The process focuses on the source of direct contact to the head, the degree of force and, for the first time, any mitigating or aggravating factors that may be applied by the match officials. It will be a useful tool for coaches, players, match officials, media and fans. It provides a fresh emphasis for future decision-making and does not retrospectively judge previous decisions.
World Rugby Chairman Sir Bill Beaumont said: “As a sport, we continue to put injury-prevention at the heart of all our decisions. The decision-making framework for high tackles reflects that commitment. It is not a law change, but a provides a step-by-step guide for match officials with the objective of reducing the risk of injury through stronger and more consistent sanctioning of high-risk tackle behaviour.

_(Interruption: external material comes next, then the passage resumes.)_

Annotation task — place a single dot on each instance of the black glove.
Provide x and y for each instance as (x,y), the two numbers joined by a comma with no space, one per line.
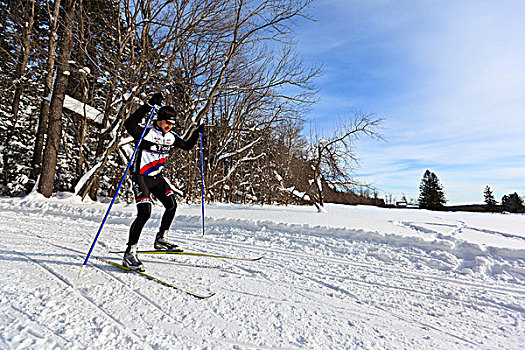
(200,129)
(156,99)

“We are on an important and bold journey that will take the commitment and support of everyone in the game. I would especially like to thank the competitions and unions for their full collaboration in this important process.”
World Rugby Rugby Committee Chairman John Jeffrey added: “This is an important player welfare and educational tool for the global game. The framework will benefit everyone in the game, not just match officials, and will set the standard that is expected from match officials when considering a high tackle or dangerous shoulder charge.”